The elephant in the picture did not existed before: the creation is based on learning from millions of images and textual descriptions. In this case, the AI system has learned what “origami” and “elephant” are associated with and tried to create a picture that satisfies these associations.
The more the subject appears in the training data, the better the results are likely to be. The results can be plausible or even convincing and impressive. For example, the wrinkles in the paper of the elephant replicate unintended distortion of paper. The slight asymmetry of the legs is pleasing, giving the appearance of walking. However, the difference in the lengths of the tusks feels too great. Papercrafts other than origami can work well, e.g. quilling, papercutting and silhouettes. A strength of AI not shown here is its facility with different media, e.g. oil painting, pen and ink, charcoal, etc.
Some of the origami that AI generates can be hideous and grotesque, revealing the AI’s biases and lack of training. Even with common subjects like humans, AI systems can make strange results like distorted eyes or hands. These problems are likely to be solved as systems improve.
Beyond being a fun toy to play with, what are the implications of text to image AI systems? Will they be a niche technology that is important but only for a limited number of people (like 3D printing and the blockchain) or common and widely used (like social media and streaming media)?
Predicting the future is a fool’s game, but we should try to plan and manage for the negative effects of technology. This may have reduced the harm from social media, i.e. fake news and polarisation. Current text to image AI may reduce the work done by professional artists and illustrators. Instead of briefing and paying an illustrator to create an image, a few minutes with an AI system may be enough to create an acceptable image.
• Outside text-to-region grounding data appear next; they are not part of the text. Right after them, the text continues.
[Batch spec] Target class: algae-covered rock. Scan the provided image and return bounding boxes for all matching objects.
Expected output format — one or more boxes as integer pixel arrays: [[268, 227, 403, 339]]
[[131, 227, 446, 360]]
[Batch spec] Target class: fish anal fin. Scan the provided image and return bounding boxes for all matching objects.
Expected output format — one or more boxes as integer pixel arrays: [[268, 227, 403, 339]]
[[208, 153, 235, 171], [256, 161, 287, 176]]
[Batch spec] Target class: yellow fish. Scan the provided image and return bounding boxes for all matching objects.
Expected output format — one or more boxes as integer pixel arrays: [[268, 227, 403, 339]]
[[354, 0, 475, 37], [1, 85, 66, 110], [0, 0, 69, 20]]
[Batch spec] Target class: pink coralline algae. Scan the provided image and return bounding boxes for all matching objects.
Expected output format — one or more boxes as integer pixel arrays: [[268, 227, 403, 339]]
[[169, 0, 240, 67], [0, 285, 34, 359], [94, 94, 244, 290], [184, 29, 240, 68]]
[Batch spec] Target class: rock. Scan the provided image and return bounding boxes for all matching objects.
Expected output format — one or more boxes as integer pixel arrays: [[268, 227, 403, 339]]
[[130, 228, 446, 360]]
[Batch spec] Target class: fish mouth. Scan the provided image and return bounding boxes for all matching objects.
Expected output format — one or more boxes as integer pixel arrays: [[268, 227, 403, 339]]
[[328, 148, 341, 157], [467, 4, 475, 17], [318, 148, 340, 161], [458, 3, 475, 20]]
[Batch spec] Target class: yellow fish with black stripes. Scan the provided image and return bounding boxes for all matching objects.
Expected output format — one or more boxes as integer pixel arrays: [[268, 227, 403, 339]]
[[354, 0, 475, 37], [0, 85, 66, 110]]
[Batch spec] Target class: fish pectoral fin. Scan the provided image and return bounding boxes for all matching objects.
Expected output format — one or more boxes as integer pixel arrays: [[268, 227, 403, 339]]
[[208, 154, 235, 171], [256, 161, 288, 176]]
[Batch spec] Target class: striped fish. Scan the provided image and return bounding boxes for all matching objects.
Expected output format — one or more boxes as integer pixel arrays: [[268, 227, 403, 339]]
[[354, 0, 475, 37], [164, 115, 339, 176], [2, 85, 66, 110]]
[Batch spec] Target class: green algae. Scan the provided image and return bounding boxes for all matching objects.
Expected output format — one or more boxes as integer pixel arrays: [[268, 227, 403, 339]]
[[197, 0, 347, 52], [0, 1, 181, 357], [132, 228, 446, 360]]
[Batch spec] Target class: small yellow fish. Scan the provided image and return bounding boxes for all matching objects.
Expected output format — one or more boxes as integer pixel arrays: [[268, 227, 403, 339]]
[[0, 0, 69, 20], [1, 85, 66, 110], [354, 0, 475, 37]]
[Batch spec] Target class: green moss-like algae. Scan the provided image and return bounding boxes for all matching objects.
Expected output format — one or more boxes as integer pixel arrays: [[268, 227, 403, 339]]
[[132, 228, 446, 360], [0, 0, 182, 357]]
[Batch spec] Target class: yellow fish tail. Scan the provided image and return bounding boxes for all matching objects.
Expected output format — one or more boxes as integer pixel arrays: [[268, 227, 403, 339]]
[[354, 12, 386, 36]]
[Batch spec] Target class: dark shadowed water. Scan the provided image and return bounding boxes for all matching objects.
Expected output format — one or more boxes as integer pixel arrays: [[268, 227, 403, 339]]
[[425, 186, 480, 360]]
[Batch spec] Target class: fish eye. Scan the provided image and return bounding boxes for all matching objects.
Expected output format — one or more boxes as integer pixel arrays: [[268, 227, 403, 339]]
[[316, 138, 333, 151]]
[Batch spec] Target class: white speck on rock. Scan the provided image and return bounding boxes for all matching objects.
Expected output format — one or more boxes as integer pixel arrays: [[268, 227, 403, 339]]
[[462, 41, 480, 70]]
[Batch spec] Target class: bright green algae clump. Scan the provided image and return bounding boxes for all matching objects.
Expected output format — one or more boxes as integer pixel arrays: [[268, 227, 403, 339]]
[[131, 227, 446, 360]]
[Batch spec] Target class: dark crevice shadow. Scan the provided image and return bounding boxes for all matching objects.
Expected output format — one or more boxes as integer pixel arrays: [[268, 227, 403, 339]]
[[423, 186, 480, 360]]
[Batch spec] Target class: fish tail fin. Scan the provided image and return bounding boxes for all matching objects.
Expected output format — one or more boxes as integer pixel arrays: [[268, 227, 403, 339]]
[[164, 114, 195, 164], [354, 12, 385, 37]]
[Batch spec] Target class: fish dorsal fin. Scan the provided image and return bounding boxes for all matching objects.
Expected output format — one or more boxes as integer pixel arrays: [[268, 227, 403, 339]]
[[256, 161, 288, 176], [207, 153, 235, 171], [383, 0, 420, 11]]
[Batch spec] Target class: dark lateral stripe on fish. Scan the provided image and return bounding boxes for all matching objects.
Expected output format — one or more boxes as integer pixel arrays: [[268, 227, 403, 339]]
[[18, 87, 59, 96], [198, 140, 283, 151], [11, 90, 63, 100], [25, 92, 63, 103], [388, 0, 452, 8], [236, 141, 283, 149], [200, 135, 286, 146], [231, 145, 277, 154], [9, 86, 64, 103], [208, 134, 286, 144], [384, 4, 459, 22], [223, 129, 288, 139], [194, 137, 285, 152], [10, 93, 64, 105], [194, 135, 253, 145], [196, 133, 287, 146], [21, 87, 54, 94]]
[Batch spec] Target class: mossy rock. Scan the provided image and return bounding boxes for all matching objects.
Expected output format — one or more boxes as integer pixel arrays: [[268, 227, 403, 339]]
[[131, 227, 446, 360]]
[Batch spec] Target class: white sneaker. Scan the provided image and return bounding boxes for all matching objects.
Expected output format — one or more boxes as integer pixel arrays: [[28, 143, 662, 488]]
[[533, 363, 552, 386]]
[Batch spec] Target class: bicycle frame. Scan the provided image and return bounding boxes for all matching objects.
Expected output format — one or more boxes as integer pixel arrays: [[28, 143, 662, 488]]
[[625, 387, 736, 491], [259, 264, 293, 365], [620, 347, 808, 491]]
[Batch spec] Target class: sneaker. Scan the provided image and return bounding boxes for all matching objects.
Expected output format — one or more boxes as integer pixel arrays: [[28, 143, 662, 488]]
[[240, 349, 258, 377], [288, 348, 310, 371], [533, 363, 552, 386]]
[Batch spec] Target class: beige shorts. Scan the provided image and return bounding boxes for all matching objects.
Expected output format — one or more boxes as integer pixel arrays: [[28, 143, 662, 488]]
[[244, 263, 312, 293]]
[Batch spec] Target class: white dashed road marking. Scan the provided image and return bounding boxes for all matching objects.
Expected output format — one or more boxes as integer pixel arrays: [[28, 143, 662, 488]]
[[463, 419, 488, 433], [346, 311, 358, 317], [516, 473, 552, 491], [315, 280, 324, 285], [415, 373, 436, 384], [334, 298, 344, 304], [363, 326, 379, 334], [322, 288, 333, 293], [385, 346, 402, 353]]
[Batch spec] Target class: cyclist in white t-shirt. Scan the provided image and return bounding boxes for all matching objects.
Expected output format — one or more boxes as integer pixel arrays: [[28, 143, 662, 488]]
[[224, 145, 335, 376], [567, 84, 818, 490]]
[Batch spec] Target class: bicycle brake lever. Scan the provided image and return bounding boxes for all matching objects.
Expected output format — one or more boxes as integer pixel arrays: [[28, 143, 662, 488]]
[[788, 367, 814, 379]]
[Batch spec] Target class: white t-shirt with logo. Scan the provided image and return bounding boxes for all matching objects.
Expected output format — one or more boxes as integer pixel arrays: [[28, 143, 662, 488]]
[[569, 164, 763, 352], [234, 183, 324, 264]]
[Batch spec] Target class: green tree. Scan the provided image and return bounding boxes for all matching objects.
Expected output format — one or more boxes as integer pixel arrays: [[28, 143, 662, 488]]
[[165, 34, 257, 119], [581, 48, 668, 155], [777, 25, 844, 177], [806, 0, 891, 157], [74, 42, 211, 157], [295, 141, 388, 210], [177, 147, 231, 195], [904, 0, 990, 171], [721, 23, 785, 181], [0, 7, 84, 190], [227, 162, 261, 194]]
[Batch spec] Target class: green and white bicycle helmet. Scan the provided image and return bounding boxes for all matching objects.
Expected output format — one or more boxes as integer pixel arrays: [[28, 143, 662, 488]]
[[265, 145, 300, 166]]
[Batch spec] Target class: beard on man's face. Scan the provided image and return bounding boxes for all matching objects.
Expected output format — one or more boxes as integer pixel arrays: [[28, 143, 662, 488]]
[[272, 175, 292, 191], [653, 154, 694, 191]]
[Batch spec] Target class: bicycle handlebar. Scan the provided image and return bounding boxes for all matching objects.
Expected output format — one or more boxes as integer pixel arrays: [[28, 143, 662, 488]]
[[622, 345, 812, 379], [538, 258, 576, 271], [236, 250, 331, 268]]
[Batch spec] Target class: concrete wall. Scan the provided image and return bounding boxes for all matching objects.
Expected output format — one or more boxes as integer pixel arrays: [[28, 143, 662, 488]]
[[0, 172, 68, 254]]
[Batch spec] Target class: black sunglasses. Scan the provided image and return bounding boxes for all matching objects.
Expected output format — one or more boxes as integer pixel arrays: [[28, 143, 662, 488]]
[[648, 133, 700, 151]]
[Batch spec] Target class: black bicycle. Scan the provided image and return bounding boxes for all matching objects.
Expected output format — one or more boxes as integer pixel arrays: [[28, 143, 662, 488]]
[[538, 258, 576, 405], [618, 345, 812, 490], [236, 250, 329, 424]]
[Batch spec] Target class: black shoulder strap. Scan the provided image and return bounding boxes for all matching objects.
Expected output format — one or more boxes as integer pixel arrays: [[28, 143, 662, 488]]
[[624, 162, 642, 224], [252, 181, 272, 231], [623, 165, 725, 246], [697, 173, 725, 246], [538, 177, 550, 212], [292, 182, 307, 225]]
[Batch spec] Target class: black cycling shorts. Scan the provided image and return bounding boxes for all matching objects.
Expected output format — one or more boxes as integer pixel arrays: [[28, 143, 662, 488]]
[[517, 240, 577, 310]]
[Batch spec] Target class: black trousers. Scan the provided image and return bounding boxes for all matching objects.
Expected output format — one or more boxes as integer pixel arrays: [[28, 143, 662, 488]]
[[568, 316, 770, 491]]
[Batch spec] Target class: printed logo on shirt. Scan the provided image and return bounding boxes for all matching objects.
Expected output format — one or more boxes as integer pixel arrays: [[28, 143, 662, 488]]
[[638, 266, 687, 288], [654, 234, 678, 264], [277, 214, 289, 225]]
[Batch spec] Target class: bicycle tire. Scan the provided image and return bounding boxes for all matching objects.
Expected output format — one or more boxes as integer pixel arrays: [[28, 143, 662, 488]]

Some argue that the AI is a tool like photo editing software, but AI is far more powerful and needs less skill to operate. More realistic is the comparison with photography affecting painters, or perhaps the motor car and horse-drawn transport: the old industry became obsolete except for some niche uses. If photography moved the focus of painting away from realism (ushering in Impressionism, Cubism and Surrealism) then perhaps AI will move the focus of image-making away from making images to curating them and collaborating with AI.
Some of the people using AI text to image systems would have never commissioned a human, e.g. they are creating a cover for a self-published book or making 50 characters for self-designed game. This is like using AI translation on a casual basis: translating a snippet of text that one would never commission a human to do. However, the issue may become more serious for illustrators as the AI improves.
There is an ethical issue in how some of the images in the training database are by living artists. Style cannot usually be copyrighted, so will some artists see their work dry up as AI make far more images than they could? On the other hand, if the AI can so easily make images in the same style, does that mean the original artist’s work lacks originality and a breadth of ideas?